The trail climaxed at Bow Falls, a spectacular flourish of pounding
white waters created by the convergence of the Spray River with the
Bow.
The 1888 Banff Springs Hotel is just in the vicinity. From there,
one can take a bus up to the lower terminal of Sulphur Mountain.
When I arrived, on a bright sunny morning for a change, there was a
long snaking queue for the gondola ride. Impatient and feeling
energetic, I opted for a hike ascent instead. This was an easy
gravel trail in that it was well-maintained and wide enough to take
a vehicle. The path zigzagged back and forth below the gondola route
so I could hear the passing cable cars grunting overhead. It took me
over 1½ hours to reach the top, only to encounter the hordes of
tourists again.
Fortunately, the summit is big enough to accommodate the numerous
visitors without seeming overly crowded. The boardwalk trail leading
to an old cosmic ray station and weather observatory is especially
popular, and worth a visit for the exhilarating 360-degree view of
the spectacular mountain ranges all around as well as the grand
valleys and forests below. To cap it all, I spotted a hoary
marmot.
My penultimate hike in the Banff area was a
"professionally-guided" one where I learned how "unequipped" I had
been. Oops. It was another cloudy day when I took the White Mountain
Adventures shuttle to the Sunshine Meadows.
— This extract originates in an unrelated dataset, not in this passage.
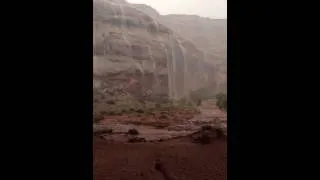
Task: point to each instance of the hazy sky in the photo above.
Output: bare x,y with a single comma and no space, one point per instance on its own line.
206,8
I had signed up for the
guided 18-km walk to Citadel Pass which promised views of Mount
Assiniboine and alpine meadows, and only required "average fitness".
There was no mention of equipment needed. But I did notice, on the
way up, the impressive-looking layers and apparatus that my fellow
hikers had, and I was momentarily stumped when my affable guide
enquired what gear I had.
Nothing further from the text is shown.